Jeff Van Gundy, former head coach of the National Basketball Association’s (NBA) Houston Rockets, called defensive rebounds off of missed free-throws “the biggest selfish glut of all time”, in an article by Sports Illustrated’s Chris Ballard about the inaccuracies of traditional statistics.
The player who helps block out the opposition from grabbing the basketball, Van Gundy argued, is just as important as the player who collects the rebound. Some players have become adept at using certain situations to boost their statistics; because higher statistics, even if misleading, will eventually result in bigger paydays. For this reason, professional teams hire internal statisticians to help make sense of all the information.

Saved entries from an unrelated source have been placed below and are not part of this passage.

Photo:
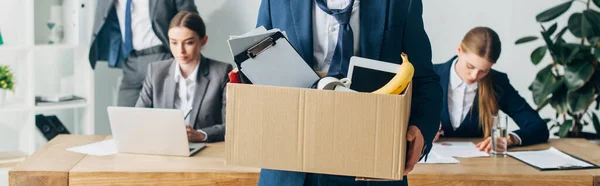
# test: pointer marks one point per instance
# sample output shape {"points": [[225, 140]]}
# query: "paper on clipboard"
{"points": [[272, 61]]}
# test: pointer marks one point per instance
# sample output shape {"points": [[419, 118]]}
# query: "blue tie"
{"points": [[128, 42], [345, 45]]}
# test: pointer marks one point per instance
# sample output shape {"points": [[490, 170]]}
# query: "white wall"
{"points": [[445, 21]]}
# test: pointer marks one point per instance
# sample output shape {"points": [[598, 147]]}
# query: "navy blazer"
{"points": [[532, 128], [106, 35], [387, 28]]}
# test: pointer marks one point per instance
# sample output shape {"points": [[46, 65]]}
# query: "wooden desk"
{"points": [[52, 165], [509, 171]]}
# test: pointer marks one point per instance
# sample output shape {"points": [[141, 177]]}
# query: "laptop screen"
{"points": [[369, 80]]}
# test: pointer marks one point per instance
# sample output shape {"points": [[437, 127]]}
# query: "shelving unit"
{"points": [[41, 68]]}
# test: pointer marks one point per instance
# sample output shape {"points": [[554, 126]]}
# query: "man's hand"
{"points": [[193, 135], [440, 133], [416, 142]]}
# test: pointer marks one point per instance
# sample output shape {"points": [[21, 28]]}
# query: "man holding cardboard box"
{"points": [[326, 33]]}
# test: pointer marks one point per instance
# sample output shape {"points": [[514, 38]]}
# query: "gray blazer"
{"points": [[208, 112]]}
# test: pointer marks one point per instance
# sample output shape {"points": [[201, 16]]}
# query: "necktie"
{"points": [[128, 41], [345, 45]]}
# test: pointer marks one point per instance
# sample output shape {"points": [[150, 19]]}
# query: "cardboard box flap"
{"points": [[308, 130]]}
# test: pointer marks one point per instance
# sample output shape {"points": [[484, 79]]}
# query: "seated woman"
{"points": [[474, 93], [189, 82]]}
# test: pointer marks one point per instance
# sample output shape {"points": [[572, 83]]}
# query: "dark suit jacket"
{"points": [[208, 111], [387, 28], [532, 128], [107, 39]]}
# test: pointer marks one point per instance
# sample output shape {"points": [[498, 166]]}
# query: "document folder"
{"points": [[271, 61]]}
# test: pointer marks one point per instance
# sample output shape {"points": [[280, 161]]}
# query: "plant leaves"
{"points": [[545, 83], [553, 12], [546, 120], [596, 123], [552, 29], [562, 32], [593, 19], [526, 39], [580, 100], [559, 100], [563, 131], [577, 74], [579, 26], [538, 54]]}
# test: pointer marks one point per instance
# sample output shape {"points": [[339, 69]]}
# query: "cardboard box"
{"points": [[317, 131]]}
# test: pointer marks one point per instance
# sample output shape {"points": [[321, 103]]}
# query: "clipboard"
{"points": [[562, 167], [272, 61]]}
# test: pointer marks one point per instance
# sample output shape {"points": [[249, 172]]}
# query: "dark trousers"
{"points": [[331, 180]]}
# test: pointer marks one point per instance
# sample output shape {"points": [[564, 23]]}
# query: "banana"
{"points": [[401, 80]]}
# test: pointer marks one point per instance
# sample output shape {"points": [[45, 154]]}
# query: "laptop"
{"points": [[368, 75], [151, 131]]}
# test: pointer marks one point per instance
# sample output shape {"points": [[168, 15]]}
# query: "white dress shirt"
{"points": [[186, 89], [141, 26], [461, 97], [326, 30]]}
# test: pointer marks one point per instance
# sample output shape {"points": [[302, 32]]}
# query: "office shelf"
{"points": [[43, 69]]}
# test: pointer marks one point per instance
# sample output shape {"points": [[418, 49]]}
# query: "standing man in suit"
{"points": [[326, 33], [130, 34]]}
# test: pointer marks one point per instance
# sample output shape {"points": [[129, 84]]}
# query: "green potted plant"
{"points": [[570, 79], [6, 83]]}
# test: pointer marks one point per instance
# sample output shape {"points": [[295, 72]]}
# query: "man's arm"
{"points": [[186, 5], [427, 92], [145, 99], [217, 132], [264, 15]]}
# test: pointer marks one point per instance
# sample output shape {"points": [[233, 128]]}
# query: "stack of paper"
{"points": [[103, 148], [551, 159], [444, 152]]}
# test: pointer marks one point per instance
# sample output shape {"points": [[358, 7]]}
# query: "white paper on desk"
{"points": [[435, 158], [458, 149], [103, 148], [547, 159]]}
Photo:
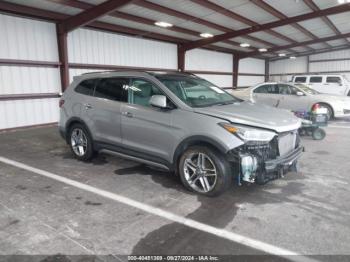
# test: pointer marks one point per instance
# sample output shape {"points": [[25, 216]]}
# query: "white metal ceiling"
{"points": [[244, 8]]}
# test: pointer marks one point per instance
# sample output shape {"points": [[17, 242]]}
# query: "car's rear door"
{"points": [[266, 94], [335, 85], [290, 100], [104, 110], [146, 130], [316, 83]]}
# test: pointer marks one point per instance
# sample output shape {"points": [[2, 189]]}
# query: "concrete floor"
{"points": [[308, 213]]}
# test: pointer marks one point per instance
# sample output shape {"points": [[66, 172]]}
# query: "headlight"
{"points": [[248, 133]]}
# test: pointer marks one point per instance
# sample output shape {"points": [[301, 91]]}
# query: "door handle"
{"points": [[87, 106], [127, 114]]}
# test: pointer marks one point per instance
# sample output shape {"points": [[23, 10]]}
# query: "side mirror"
{"points": [[158, 101]]}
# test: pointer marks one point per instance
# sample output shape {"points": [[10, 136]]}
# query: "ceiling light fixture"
{"points": [[163, 24], [206, 35], [245, 45]]}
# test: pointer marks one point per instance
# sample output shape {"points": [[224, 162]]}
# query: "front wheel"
{"points": [[80, 142], [318, 134], [205, 171], [329, 111]]}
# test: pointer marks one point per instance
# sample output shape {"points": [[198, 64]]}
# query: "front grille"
{"points": [[286, 142], [264, 151]]}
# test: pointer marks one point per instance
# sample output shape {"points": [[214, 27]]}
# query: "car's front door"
{"points": [[289, 99], [266, 94], [104, 110], [146, 129], [335, 85]]}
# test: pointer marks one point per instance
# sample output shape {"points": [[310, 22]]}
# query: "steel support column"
{"points": [[63, 57], [180, 58], [267, 69], [235, 71]]}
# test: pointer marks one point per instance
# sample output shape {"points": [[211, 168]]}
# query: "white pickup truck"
{"points": [[328, 84]]}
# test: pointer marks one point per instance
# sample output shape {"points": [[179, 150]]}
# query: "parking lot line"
{"points": [[336, 126], [240, 239]]}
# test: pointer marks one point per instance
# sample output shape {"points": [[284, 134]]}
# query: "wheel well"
{"points": [[73, 122], [326, 104], [194, 142]]}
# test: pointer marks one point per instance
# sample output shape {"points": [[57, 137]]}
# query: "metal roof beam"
{"points": [[319, 51], [273, 11], [324, 12], [242, 19], [91, 15], [319, 40], [325, 19]]}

Then there is Formula 1. A sport that is technology-driven like no other. It produces torrents of data that need to be constantly analysed and interpreted, which can lead to split-second decisions that can change the outcome of a race. The engineers and technicians of race cars have grown to have a razor-sharp focus on extracting every last bit of performance out of a car’s design, impossible without comprehensive data.
Today, teams thoroughly test configurations in their cars, which involve collecting huge amounts of data and not just relying on the test drivers’ feedback. Marc Gallagher, the former head of engine-maker Cosworth’s Formula 1 Business Unit, with more than 25 years of experience in the sport, is no stranger to this.
Gallagher says that there are 200 different streams of data coming from sensors within the engine alone. “Engineers can actually monitor more than 450 data streams for real-time insights during a race,” he says. “To win in Formula 1, you need to have the right data at the right time.”